Es por eso que la exposición de obras anteriores al siglo XVIII en Europa, o al siglo XX en otras culturas, no tiene sentido. Se exponen a la vista del público objetos cuyo interés, cuya razón de ser residía exclusivamente en los procedimientos técnicos y mágicos -no existía separación alguna entre ambos procedimientos- que los habían alumbrado. Dichos objetos, por otra parte, solo eran dignos de ser reverenciados, protegidos, conservados, mientras presidieran determinados rituales que se organizaban alrededor suyo -o, mejor dicho, que exigían. Fuera de éstos, las obras no tenían interés, en el doble sentido de la frase: no tenían interés para la comunidad y, a la vez, el objeto dejaba de tener interés en hallarse presente en el centro de una comunidad y de protegerla. Los fetiches podían desaparecer.
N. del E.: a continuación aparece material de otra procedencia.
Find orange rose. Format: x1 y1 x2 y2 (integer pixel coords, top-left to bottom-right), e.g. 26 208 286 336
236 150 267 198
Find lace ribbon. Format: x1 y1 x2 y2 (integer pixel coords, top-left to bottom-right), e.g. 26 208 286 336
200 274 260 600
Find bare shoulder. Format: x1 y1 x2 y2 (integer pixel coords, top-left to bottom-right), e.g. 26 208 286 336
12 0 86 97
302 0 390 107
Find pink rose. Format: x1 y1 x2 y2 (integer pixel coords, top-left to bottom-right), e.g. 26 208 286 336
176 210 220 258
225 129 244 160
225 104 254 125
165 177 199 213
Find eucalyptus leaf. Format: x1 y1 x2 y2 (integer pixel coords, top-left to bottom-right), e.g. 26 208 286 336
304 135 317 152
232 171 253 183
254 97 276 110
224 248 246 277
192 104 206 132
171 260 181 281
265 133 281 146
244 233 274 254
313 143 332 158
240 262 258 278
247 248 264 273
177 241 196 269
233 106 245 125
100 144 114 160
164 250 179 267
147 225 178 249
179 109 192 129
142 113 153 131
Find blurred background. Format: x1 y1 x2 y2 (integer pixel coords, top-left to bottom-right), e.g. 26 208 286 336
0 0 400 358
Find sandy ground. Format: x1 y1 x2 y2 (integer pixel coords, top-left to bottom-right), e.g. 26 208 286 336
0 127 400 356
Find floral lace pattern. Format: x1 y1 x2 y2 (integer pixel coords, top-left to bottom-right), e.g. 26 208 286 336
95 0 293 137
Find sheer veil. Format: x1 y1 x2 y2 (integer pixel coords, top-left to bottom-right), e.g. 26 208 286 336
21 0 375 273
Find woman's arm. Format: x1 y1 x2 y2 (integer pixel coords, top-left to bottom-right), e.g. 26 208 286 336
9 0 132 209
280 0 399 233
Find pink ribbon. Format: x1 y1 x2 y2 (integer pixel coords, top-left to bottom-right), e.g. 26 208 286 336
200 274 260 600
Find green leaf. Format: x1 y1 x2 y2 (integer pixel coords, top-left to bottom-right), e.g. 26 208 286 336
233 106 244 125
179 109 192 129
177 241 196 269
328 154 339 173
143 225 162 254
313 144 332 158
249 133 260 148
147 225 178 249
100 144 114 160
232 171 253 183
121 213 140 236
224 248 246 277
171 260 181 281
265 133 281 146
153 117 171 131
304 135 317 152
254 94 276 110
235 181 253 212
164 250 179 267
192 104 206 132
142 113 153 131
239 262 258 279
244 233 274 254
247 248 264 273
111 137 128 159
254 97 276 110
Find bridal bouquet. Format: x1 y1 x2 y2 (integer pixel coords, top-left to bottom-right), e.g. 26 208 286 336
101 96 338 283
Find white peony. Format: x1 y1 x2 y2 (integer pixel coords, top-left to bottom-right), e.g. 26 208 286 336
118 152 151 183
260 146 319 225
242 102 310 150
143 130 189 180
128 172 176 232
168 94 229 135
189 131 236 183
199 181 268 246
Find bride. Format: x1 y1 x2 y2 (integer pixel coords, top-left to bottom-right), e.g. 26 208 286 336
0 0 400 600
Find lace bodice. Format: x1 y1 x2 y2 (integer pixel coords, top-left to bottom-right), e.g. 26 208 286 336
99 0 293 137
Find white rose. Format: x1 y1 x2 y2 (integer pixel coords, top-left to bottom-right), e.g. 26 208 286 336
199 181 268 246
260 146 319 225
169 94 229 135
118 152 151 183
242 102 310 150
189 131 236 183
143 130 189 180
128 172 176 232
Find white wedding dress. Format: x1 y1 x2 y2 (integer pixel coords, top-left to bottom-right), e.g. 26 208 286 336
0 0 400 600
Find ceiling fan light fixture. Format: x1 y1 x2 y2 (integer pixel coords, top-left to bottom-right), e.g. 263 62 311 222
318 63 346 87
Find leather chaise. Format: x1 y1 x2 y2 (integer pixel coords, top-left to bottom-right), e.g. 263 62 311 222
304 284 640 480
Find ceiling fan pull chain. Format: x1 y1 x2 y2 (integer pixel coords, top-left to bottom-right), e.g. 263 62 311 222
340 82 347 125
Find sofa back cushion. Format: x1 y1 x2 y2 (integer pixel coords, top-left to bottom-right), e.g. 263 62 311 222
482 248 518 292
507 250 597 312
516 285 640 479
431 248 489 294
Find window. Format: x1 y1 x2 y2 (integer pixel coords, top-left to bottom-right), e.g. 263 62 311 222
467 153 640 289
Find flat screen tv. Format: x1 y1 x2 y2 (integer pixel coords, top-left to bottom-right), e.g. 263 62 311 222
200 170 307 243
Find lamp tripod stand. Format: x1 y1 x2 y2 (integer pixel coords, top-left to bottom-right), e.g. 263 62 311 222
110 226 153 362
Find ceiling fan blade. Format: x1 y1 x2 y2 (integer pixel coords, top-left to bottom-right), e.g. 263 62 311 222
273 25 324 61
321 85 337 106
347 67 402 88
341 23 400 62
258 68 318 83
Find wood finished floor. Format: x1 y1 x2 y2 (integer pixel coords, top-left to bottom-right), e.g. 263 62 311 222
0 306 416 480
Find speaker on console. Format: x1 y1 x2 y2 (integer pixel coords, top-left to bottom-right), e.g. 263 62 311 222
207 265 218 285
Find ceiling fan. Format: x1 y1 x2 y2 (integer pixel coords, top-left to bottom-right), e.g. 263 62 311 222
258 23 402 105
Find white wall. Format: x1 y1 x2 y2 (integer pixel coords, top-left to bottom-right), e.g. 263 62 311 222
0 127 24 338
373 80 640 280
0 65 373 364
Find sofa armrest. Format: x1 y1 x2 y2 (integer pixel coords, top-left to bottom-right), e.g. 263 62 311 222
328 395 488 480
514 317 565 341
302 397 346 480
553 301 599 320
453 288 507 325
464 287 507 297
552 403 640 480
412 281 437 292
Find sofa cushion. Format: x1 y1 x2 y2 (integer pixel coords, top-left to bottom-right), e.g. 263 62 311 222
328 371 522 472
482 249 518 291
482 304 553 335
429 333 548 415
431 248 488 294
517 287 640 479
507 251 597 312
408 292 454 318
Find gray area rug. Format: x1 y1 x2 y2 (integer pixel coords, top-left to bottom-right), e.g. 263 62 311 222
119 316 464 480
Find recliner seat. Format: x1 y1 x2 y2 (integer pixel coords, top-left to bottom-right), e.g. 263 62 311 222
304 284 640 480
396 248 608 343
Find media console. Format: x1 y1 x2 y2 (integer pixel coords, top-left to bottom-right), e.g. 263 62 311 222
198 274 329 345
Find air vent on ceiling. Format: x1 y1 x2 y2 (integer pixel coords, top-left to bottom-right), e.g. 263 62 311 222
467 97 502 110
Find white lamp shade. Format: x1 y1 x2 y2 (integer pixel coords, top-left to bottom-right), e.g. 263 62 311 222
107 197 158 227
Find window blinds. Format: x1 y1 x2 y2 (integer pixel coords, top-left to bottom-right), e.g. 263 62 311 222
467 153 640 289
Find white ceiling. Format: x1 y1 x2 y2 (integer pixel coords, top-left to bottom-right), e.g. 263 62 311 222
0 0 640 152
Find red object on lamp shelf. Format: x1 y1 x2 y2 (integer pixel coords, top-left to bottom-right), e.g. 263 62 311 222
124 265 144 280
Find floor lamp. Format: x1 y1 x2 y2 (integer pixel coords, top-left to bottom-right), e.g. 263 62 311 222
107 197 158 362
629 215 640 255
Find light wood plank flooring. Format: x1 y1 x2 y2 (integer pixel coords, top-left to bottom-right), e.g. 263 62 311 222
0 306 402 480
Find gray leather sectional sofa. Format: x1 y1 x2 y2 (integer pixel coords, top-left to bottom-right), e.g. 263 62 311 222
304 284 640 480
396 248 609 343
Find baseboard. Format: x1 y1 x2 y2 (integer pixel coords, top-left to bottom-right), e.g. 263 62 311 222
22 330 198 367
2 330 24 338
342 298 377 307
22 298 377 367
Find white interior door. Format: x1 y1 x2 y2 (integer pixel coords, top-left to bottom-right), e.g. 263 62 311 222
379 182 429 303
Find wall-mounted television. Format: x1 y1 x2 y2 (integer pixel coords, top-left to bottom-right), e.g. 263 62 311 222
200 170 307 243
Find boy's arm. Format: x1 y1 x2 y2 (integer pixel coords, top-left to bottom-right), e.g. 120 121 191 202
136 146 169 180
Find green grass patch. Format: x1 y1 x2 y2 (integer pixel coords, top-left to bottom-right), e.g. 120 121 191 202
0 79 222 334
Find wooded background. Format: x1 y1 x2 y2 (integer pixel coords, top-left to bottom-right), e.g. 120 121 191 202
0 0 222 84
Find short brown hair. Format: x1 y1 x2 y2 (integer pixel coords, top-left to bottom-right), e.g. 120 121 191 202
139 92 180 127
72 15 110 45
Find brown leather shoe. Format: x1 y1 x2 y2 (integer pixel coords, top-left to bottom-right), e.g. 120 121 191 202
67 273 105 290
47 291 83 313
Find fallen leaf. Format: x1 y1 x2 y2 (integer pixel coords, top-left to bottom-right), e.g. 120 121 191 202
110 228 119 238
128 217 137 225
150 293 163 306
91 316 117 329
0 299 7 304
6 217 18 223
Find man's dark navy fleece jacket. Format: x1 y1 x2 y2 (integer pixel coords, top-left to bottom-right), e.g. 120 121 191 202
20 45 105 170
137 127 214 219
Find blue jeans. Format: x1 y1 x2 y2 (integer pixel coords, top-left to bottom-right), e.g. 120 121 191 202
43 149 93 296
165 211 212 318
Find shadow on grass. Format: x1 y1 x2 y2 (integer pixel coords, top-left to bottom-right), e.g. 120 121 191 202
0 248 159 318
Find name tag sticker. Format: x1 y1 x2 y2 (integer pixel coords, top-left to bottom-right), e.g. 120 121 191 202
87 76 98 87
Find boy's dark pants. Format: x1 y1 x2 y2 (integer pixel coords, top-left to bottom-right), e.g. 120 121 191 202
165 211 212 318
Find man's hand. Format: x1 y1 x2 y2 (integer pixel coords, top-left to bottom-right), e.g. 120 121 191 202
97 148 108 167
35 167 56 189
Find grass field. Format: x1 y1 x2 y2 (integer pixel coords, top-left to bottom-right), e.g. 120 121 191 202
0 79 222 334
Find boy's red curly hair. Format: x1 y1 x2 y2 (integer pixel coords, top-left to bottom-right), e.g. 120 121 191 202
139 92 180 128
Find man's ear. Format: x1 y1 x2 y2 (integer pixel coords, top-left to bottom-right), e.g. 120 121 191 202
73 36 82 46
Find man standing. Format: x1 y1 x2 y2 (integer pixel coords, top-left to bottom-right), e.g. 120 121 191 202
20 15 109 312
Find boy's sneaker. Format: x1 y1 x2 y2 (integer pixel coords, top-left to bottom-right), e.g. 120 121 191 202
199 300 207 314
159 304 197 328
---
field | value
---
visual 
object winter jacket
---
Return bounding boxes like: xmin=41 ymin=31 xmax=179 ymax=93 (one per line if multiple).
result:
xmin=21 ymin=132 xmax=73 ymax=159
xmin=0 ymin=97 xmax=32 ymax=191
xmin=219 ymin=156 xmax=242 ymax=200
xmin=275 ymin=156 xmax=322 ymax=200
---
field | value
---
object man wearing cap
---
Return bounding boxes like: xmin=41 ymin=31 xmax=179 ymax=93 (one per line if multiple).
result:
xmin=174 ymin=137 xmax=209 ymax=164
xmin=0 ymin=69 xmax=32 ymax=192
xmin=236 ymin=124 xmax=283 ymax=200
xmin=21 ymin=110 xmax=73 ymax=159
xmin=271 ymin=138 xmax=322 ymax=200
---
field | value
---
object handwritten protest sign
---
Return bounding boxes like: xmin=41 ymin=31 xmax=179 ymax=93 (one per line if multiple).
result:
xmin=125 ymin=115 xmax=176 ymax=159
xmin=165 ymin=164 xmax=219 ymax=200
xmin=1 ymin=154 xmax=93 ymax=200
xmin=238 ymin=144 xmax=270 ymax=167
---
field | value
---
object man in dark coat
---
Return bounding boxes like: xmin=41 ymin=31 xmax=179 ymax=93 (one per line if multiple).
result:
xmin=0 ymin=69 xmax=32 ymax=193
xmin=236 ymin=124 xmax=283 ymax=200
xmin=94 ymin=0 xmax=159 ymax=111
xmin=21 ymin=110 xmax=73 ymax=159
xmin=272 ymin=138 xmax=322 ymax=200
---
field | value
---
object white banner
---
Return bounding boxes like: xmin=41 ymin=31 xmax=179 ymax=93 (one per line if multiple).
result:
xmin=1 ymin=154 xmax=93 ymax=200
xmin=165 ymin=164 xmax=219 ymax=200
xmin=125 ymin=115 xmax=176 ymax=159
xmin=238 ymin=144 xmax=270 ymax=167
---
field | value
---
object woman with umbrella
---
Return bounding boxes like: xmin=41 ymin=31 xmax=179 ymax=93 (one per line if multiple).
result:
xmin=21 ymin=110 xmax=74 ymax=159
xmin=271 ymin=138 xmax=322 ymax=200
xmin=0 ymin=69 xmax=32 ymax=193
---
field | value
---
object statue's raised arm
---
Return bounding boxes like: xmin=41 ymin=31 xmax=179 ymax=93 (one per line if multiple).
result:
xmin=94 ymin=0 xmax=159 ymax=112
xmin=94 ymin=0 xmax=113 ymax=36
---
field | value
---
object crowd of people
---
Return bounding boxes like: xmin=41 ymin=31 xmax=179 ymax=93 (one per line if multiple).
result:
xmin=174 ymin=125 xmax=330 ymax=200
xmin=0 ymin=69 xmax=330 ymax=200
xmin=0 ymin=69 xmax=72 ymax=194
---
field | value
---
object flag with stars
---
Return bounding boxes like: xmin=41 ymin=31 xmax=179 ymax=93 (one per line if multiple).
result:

Lo que se debería exponer, para entender la función, para apreciar las cualidades de los objeto, son intangibles: los gestos, las expresiones que los habían alumbrado -como, por ejemplo, exigieron los artistas conceptuales que no daban valor a los objetos sino a los procedimientos que habían desembocado en la producción de un objeto que solo era una parte, y no la más importante, de una "acción". Sin embargo, a diferencia de los rituales "antiguos", los gestos de los artistas conceptuales respondían a programas personales, y no a protocolos "inmemoriales" que debían ser respetados al pie de la letra.
La "fetichización" del objeto, hoy, revela, posiblemente, la necesidad de credos cuando éstos han dejado de ser de recibo; objetos a los que aferrarse para seguir creyendo, por ejemplo, en el sentido de la vida. Un triste sino.